Note: Bound variables will be renamed if necessary to prevent distinct variables becoming identical after the instantiation. - sym [new in version 6]
- Pop a theorem Γ ⊦ t = u; push the theorem Γ ⊦ u = t onto the stack.
Stack: Before: Thm (Γ ⊦ t = u) :: stack After: Thm (Γ ⊦ u = t) :: stack - thm
- Pop a term φ; pop a list of terms [t1, ..., tn];
pop a theorem Γ ⊦ ψ from the
stack; α-convert the
theorem Γ ⊦ ψ
to { t1, ..., tn } ⊦ φ and add it to the article
theorems.
Stack: Before: Term φ :: List [Term t1, ..., Term tn] :: Thm (Γ ⊦ ψ) :: stack After: stack Theorems: Before: theorems After: theorems ∪ { { t1, ..., tn } ⊦ φ }
Constraint: The term set Γ must be α-equivalent to a subset of { t1, ..., tn }.

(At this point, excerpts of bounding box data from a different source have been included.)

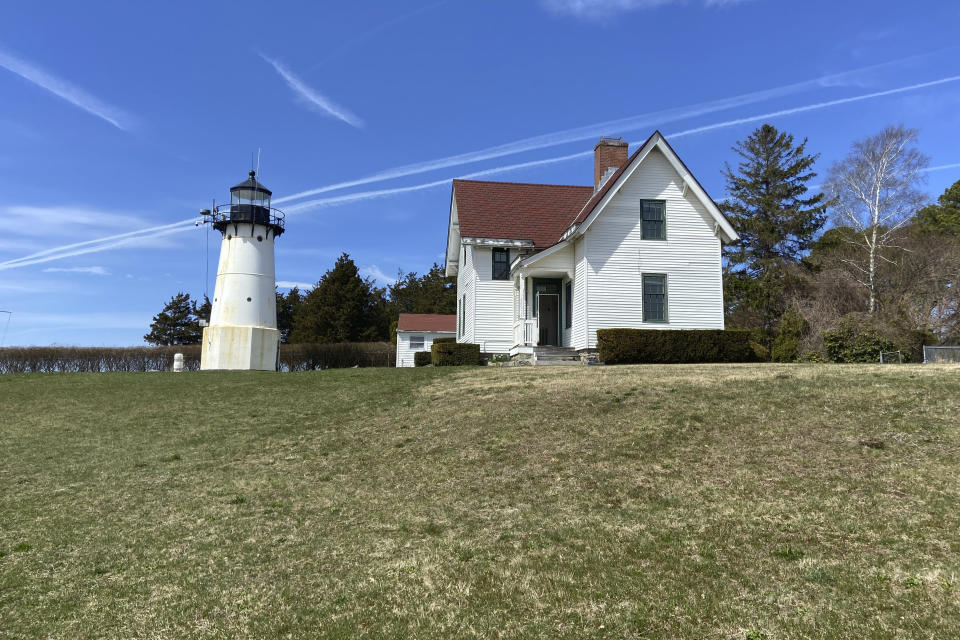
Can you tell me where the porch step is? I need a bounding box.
[533,346,580,367]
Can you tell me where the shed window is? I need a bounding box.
[640,200,667,240]
[643,273,667,322]
[493,249,510,280]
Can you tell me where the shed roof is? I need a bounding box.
[397,313,457,333]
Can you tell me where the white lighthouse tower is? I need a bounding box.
[200,171,284,371]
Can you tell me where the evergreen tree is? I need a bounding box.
[277,287,303,344]
[720,124,827,343]
[143,292,202,346]
[914,180,960,238]
[389,263,457,319]
[288,253,389,343]
[193,294,213,324]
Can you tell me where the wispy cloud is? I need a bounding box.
[0,50,134,131]
[43,267,110,276]
[277,280,314,290]
[541,0,747,19]
[0,218,195,271]
[260,53,363,129]
[922,162,960,172]
[287,71,960,215]
[357,264,397,285]
[669,76,960,138]
[273,56,936,204]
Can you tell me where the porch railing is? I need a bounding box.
[513,318,540,347]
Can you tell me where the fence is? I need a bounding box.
[923,346,960,364]
[0,342,396,374]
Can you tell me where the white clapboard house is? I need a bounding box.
[446,132,737,355]
[397,313,457,367]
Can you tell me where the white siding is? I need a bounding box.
[570,236,589,349]
[472,247,514,353]
[455,247,477,342]
[397,331,456,367]
[574,149,723,348]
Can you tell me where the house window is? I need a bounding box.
[640,200,667,240]
[643,273,667,322]
[493,249,510,280]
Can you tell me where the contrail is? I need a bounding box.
[0,218,197,267]
[260,53,363,129]
[0,46,133,131]
[287,71,960,214]
[273,54,944,204]
[667,76,960,138]
[922,162,960,173]
[286,151,593,215]
[0,225,193,271]
[9,70,960,270]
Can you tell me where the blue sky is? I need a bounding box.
[0,0,960,345]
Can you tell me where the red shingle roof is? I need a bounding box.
[397,313,457,333]
[453,180,593,249]
[558,131,666,229]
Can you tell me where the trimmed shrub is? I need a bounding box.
[430,340,480,367]
[0,342,397,374]
[770,309,810,362]
[280,342,397,371]
[823,314,899,362]
[597,329,758,364]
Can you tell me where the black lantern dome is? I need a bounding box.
[201,170,284,236]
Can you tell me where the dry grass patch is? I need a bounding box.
[0,365,960,638]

Constraint: The list of terms [t1, ..., tn] must be distinct with respect to α-equivalence. - trans [new in version 6]
- Pop a theorem Δ ⊦ t2' = t3; pop a
theorem Γ ⊦ t1 = t2; push the
theorem (Γ ∪ Δ) ⊦ t1 = t3 onto the stack.
Stack: Before: Thm (Δ ⊦ t2' = t3) :: Thm (Γ ⊦ t1 = t2) :: stack After: Thm ((Γ ∪ Δ) ⊦ t1 = t3) :: stack - typeOp
- Pop a name n; push an external type operator op with
name n onto the stack.
Stack: Before: Name n :: stack After: TypeOp op :: stack - var
- Pop a type ty; pop a name n; push a term variable
v with name n and type ty onto the stack.
Stack: Before: Type ty :: Name n :: stack After: Var v :: stack - varTerm
- Pop a term variable v; push a variable term t
with variable v onto the stack.
Stack: Before: Var v :: stack After: Term t :: stack - varType
- Pop a name n; push a type variable ty with name
n onto the stack.
Stack: Before: Name n :: stack After: Type ty :: stack
Note: The OpenTheory standard theory library adopts the HOL Light convention of naming type variables with capital letters, and theorem provers are expected to map them to native conventions as part of processing articles. For example, in HOL4 it would be natural to map an OpenTheory type variable with name A to a native HOL4 type variable with name 'a. - version [new in version 6]
- Pop a number k from the stack, and interpret the rest of
the article using the OpenTheory standard article file format
version k.
Stack: Before: Num k :: stack After: stack
Note: If there is no version command in an article file, the version is assumed to be 5.